# Sig Help



## Desert Fox (Jan 26, 2008)

I have a signature I would like to use, however it is too large for this site. It's size is 72.5kB, but the maximum is only 19.5kB. I'm not much of a whiz with computers, so I was wondering could somebody make it small enough for this site, if that is at all possible?

Thanks, 
Desert Fox


----------



## Wurger (Jan 26, 2008)

I think that it is not a matter of the file size but it is a matter of its format.Your pic is PNG file.So I have converted this into JPG and Gif ones.Try to use one of them,please.If it failed let me know about it.I'll try to find another solution.


----------



## Desert Fox (Jan 28, 2008)

Ah ok. I really have no idea when it comes to computers. Thanks for that Wurger, I'll try it out right now.


----------



## Desert Fox (Jan 28, 2008)

I just tried them both, and I was told 'Unable to save image'.


----------



## evangilder (Jan 28, 2008)

There you go. I set it up for you.


----------



## Desert Fox (Jan 28, 2008)

Thanks Evangilder


----------



## evangilder (Jan 29, 2008)

No problemo.


----------



## Wurger (Jan 29, 2008)

I'm gald that Evan helped you with the siggy.Looking at your posts I've got impression you did something in wrong way trying to set the pic as your sign.Am I right?
Some members have theri siggies quite big in size and there was no problem to use those shots.


----------



## Thorlifter (Jan 29, 2008)

That's what I was wondering. I like your siggy Wurger, but there was no way I could get mine to that size and keep it under 19k.

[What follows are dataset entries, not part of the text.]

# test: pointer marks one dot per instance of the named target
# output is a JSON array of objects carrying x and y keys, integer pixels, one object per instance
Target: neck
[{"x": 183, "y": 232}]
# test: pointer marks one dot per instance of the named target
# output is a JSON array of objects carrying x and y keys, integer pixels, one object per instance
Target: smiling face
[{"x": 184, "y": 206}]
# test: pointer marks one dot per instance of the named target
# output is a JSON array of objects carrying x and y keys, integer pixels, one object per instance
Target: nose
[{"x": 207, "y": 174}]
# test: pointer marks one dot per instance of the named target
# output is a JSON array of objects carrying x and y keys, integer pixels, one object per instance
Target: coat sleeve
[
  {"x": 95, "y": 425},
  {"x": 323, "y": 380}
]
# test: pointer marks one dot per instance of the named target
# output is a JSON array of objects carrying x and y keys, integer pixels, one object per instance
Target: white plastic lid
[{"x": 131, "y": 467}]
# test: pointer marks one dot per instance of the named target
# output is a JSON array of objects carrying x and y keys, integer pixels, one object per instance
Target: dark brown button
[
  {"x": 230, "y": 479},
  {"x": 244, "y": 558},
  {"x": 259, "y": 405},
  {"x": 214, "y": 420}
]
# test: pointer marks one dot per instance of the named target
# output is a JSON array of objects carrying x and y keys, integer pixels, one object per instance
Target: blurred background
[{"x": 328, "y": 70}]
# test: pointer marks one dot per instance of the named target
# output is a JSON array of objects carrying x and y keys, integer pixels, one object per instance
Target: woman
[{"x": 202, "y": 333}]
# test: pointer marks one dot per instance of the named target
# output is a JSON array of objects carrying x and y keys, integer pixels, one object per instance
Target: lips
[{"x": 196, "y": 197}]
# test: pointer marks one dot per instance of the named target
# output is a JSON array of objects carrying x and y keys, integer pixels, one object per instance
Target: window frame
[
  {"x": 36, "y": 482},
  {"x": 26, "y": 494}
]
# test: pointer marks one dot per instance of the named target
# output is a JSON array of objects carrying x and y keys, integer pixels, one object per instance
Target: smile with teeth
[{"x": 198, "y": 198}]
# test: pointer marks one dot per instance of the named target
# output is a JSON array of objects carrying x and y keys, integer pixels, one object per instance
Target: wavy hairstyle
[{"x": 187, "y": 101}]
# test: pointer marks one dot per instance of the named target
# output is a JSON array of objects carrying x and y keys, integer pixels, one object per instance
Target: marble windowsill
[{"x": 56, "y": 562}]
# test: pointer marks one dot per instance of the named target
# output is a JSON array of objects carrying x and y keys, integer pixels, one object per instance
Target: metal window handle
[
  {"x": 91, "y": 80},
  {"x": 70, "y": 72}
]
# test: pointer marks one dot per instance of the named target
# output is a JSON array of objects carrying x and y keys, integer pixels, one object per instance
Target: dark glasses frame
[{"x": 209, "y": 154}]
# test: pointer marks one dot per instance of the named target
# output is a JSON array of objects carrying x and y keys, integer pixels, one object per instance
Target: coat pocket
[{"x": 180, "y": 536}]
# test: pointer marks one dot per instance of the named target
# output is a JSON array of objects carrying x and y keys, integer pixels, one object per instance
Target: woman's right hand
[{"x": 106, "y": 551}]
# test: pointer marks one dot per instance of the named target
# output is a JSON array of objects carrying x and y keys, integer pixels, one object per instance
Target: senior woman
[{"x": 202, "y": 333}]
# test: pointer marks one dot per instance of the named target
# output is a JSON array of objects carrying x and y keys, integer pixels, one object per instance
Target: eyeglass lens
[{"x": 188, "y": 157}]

Wurger or Eric, what's the trick?


----------



## Wurger (Jan 29, 2008)

There isn't any trick for thiat.My siggy is 600x167 pixels in size.Although it was made as a gif file the JPG one could be also used and there shouldn't be any problem.When its width was over 600 the system used the small-big option automaticly ( you know the bar at the top of a pic when its demensions are to big).So taking this into consideration I have to tell that the maximal width has to be 600 pixels.I think that the main problem is how to set a pic as the siggy,probably.


Look at the post,please.

http://www.ww2aircraft.net/forum/si...-test-thread-continued-795-47.html#post312292


----------



## Desert Fox (Jan 30, 2008)

I'm not really sure what the problem was when I was trying to set it up, I noticed that many people have larger siggys than I, too. But it works now that's all that matters!


----------



## evangilder (Jan 30, 2008)

All I did was use the image tags in the signature entry line for the quote. It's the same way I do my own. There are about 3-4 different ways to attach a signature to your profile. Some of them work more consistently than others, for some weird reason.


----------



## Wurger (Jan 30, 2008)

I agree with you Evan.But I think that the problem is with the option in the shot.Many of new members try to use this one exactly.


----------



## evangilder (Jan 30, 2008)

Yep, that is one of the ways, and it has had varying degrees of success.


----------



## Wurger (Jan 30, 2008)

You are right.


----------



## Desert Fox (Jan 31, 2008)

Yeah, that's the way I tried first off


----------